Steven Strasburg: Savior, or Destined for Failure?

Posted by Dave Nichols | Monday, June 08, 2009 | , | 0 comments »

"Strasburg is the best player in this draft class and the best college pitching prospect of at least the past 20 years, if not in the history of the draft." --Keith Law's scouting report from ESPN.com Insider Draft Analysis.

"An argument not to take Strasburg has to at least offer a viable alternative... but this year's draft class doesn't offer one. He clearly is the right choice, his performance backs it up and the history of the draft doesn't give sufficient ammunition to send Washington in another direction." --Keith Law, June 8, 2009.

"This is my 36th draft. I've never seen anything like this." --A scout, quoted by Tim Keown in the latest issue of ESPN The Magazine.

"The best amateur pitcher I've seen in my 27 years in the draft." --Strasburg's agent, Scott Boras.


Is Steven Strasburg destined to fail? How good does he have to be to live up to the hype?

For the sake of argument, let's assume the Nationals draft Strasburg with the number one overall pick in Tuesday's MLB First Year Player Draft.
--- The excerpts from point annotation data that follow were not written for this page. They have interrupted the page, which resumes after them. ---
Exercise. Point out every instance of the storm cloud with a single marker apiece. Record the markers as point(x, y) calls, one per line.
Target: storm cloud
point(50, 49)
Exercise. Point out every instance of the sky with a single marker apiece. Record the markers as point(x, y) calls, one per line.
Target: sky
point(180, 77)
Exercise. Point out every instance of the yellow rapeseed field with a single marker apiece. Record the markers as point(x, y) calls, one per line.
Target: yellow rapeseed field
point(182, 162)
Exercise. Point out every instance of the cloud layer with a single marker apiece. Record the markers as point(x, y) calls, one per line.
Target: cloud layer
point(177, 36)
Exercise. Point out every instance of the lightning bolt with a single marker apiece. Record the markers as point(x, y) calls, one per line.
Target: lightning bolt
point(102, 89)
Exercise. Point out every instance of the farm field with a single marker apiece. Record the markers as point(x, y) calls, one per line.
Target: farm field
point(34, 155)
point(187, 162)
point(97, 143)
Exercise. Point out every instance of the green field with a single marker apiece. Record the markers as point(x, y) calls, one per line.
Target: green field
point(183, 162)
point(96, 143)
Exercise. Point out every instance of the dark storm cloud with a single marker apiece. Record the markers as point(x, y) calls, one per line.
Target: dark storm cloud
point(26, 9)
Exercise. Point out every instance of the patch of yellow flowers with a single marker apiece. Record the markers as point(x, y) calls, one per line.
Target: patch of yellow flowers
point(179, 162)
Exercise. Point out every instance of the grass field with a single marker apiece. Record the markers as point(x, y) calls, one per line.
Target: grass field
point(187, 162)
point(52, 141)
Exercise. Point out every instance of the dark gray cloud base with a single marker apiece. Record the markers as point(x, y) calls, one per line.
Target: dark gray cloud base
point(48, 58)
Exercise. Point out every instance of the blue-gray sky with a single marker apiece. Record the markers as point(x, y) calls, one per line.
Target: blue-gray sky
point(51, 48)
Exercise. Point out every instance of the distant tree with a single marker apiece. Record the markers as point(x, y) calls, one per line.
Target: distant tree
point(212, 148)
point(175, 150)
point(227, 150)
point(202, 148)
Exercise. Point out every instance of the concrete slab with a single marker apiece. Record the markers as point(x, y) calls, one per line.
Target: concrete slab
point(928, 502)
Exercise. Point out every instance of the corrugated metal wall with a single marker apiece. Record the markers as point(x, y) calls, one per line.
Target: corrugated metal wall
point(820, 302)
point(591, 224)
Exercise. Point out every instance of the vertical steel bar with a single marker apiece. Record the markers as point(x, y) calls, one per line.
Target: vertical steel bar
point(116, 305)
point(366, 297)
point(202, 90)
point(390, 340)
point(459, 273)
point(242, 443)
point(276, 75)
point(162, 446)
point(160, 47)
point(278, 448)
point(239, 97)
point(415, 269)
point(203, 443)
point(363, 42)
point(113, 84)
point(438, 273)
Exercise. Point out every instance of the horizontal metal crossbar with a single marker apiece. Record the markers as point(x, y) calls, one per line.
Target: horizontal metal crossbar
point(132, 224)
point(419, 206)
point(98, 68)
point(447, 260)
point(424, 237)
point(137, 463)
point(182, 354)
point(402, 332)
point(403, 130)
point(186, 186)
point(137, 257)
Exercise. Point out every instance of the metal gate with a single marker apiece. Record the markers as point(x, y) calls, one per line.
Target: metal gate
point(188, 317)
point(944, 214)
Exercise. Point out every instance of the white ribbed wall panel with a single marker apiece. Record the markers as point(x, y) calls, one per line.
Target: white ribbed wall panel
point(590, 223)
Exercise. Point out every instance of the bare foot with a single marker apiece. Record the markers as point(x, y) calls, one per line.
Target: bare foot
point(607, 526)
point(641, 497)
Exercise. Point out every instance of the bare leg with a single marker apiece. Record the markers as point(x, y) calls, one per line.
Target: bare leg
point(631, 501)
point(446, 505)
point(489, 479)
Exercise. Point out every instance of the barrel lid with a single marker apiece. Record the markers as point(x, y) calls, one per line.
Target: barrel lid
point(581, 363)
Then, let's further assume that the Nationals bring him under contract at the signing deadline of August 15 at midnight.

For sake of this argument, we won't speculate on numbers, since there are reports of everything from $10.5 million (the previous record given to Mark Prior) up to the $50 million number than Scott Boras reportedly has been throwing out to anyone that would listen.

But let's just say the Nats get Strasburg signed by August 15. What are your expectations? Call him up immediately? Have him make a couple starts in the minors? Shut him down for the year?

Then what? What would make you, a Nats fan (presumably) happy? What if they go into spring training and Strasburg doesn't immediately dominate? The reports make this kid sound like Doc Gooden and Nolan Ryan rolled into one.

Big. Strong. 100-MPH fastball. Unhittable slider. A change so good that he can't throw it to college hitters because they are all that late on his fastball anyway. Impeccable control. Great makeup. Well preserved by college coach and Hall of Famer Tony Gwynn.

But there are warnings; respected baseball writers are lining up taking the opposite stance. There's been an awful lot of press leading up to the draft warning folks about the perils of drafting a pitcher number one overall. Thomas Boswell started it back in March. He's tempered his stance just a bit, but only just a bit, so that if he fails he can remain sitting on his high horse.

Rob Neyer picked up the ball from Boz and ran with it, too.

Over the weekend, Alan Schwartz of the New York Times almost sounded gleeful as he described some famous flame-outs.

So I ask again, what will it take? Barring injury, what can Nats fans reasonably expect out of Strasburg, a player that seemingly has no shot to live up to his hype? Will anything short of perennial Cy Young candidate suffice?

Does he have to be a Cy Young candidate right out of the box to not be considered a failure? How many years do you give him? Tim Lincecum won the Cy Young in his second full season at age 24. Is that good enough? C.C. Sabathia won in his seventh season at age 26. Can you wait that long?

What if he turns into a good, occasional all-star? What if he turns out to be a serviceable, dependable starter but not all-star quality?

Would merely being good be good enough?